Treize milliards de dollars. C'est le poids économique du marché de la géolocalisation d'ici à 2014, selon le cabinet Jupiter Research. Une projection difficile à valider. La géolocalisation recouvre en effet des applications extrêmement diverses, que l'on peut scinder en deux champs: l'indoor et l'outdoor.
«Si les technologies extérieures, essentiellement déployées autour du satellite, sont aujourd'hui les plus présentes, c'est sans conteste du côté de l'indoor que les développements marketing vont connaître une rapide explosion», signale Jérôme Legoff, consultant chez The Grand Union. En novembre 2011, Google annonçait l'intégration dans la version 6.0 de Google Maps pour Android des plans de plusieurs grands édifices de type aéroports, gares, centres commerciaux ou hôtels.
La géolocalisation à l'intérieur des édifices couverts ouvre des perspectives inédites aux marques et aux enseignes. Une expertise technologique où la France a pris une longueur d'avance, tirée notamment par deux sociétés, Pole Star et Insiteo, respectivement créées en 2002 et 2009 (et dont les patrons sont des transfuges de la recherche spatiale).

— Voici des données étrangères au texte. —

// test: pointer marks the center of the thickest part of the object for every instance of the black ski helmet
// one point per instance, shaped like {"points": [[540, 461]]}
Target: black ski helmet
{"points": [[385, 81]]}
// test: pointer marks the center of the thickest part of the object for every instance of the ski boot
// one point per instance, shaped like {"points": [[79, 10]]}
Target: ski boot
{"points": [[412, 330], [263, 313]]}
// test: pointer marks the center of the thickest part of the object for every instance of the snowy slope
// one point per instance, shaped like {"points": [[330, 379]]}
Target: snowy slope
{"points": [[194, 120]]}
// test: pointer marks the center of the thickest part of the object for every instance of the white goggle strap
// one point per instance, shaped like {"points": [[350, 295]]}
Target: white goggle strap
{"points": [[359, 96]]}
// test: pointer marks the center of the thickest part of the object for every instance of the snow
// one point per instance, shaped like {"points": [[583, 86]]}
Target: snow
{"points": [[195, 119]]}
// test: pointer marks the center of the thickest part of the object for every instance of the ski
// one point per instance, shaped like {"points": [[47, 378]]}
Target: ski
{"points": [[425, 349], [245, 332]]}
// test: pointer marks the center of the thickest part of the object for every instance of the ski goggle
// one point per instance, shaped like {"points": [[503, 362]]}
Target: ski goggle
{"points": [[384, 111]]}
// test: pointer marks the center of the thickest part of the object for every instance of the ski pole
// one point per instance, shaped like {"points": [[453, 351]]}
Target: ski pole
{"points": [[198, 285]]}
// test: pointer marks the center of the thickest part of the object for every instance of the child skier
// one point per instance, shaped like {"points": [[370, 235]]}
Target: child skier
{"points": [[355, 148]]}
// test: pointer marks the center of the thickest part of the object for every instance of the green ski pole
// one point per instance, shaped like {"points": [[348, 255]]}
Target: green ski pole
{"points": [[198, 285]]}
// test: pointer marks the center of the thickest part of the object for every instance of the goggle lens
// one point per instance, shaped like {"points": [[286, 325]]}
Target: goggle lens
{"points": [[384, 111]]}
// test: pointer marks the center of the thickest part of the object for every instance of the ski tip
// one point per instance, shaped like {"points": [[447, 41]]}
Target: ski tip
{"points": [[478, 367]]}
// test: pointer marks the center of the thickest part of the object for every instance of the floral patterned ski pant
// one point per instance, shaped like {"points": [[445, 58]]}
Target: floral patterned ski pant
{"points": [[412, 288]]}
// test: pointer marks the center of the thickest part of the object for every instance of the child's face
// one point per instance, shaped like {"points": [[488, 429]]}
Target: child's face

Les deux sociétés soutiennent la même stratégie: développer des offres susceptibles de prendre à l'intérieur des bâtiments le relais du GPS. Les technologies retenues permettent aujourd'hui de repérer la position de l'utilisateur avec une précision de 3 à 5 mètres. «Dans deux ans, on sera dans un niveau de précision centimétrique», affirme Pierre Varrod, vice-président marketing d'Insiteo.
Premier lancé sur le créneau, Pole Star a construit son offre sur le Wi-Fi. «A la différence des technologies de type Google, notre système est totalement embarqué. Aucun serveur externe pour centraliser les informations. C'est l'utilisateur qui active son application de géolocalisation», soutient Christian Carle, cofondateur de Pole Star.

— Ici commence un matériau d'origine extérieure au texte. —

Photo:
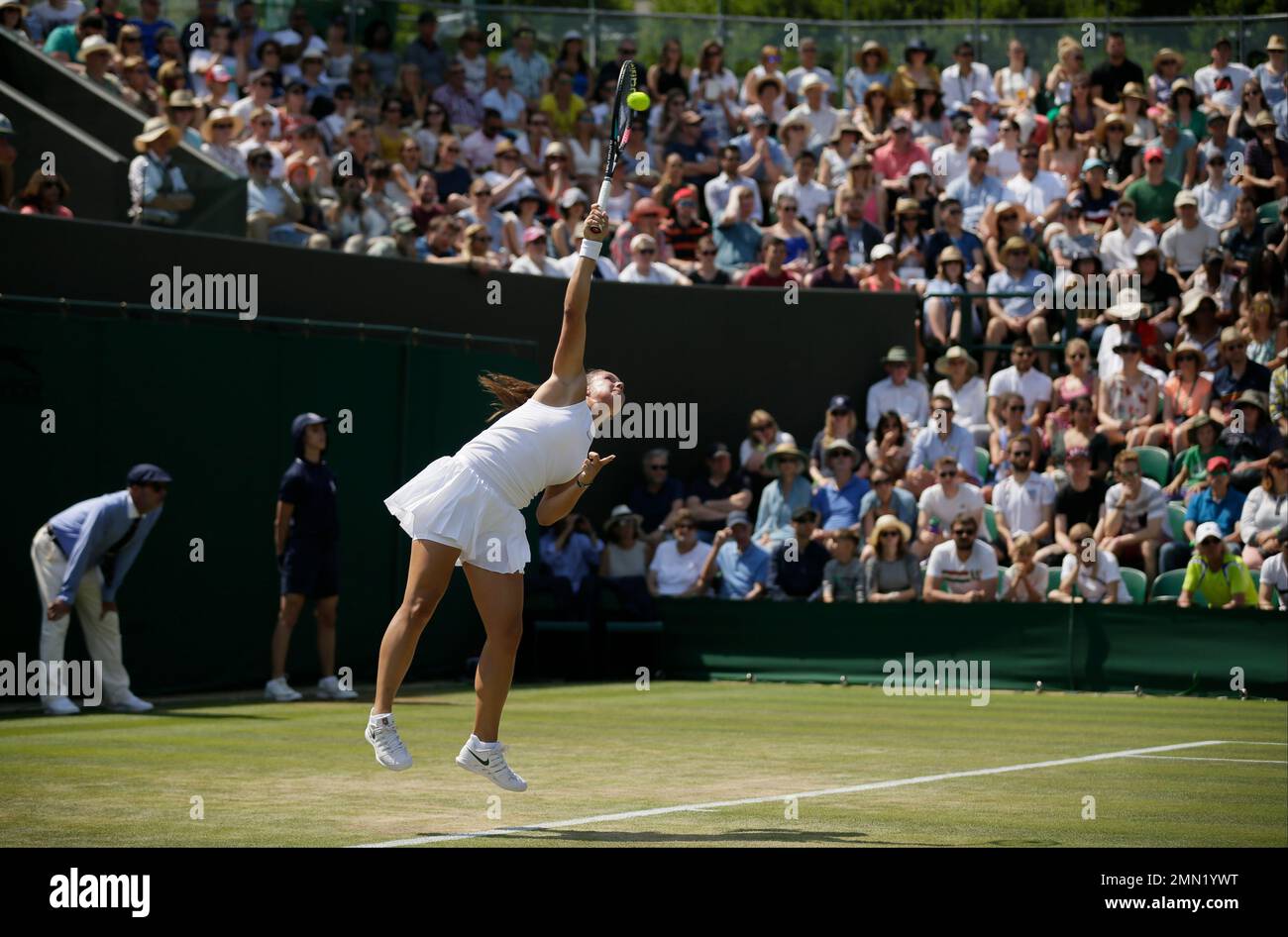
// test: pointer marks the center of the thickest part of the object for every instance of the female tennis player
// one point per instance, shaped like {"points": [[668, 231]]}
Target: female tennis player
{"points": [[463, 510]]}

Le logiciel intégré dans le téléphone capte le Wi-Fi des bornes environnantes et compare via algorithme les signaux avec une base de données spécialement constituée. L'utilisateur peut alors repérer son emplacement, se diriger, afficher plus d'informations sur un lieu, recevoir des données émises par des émetteurs.
En France, le système conçu par Pole Star est aujourd'hui déployé sur les terminaux de Roissy Charles-de-Gaulle et dans le centre commercial des Quatre Temps à La Défense. Installée en Californie, la société a également signé avec quatre centres commerciaux américains.
Insiteo, qui a pour sa part signé avec le plus grand centre commercial de Barcelone, mise également sur la dimension sociale de la géolocalisation, au travers d'une application (Meet Me) permettant aux utilisateurs de partager leur localisation avec leurs amis. L'entreprise a également créé un outil de datamining collectant et traitant les données (anonymes) liées aux flux des utilisateurs.
Si la géolocalisation indoor abrite de réels potentiels, ses développements sont encore suspendus à l'état de l'art technologique. «Tant qu'on ne peut garantir des précisions de moins deux mètres, correspondant à la largeur des allées, les hypermarchés et les grands magasins n'ont pas intérêt à y aller», remarque Pierre Varrod.
Autre frein: le coût des installations. «Les investissements en jeu sont assez lourds, ce qui peut expliquer un certain attentisme du côté des enseignes », note Jérôme Legoff. Déployer un système de géolocalisation pointu dans un centre commercial pourrait ainsi coûter de 50 000 à 100 000 euros.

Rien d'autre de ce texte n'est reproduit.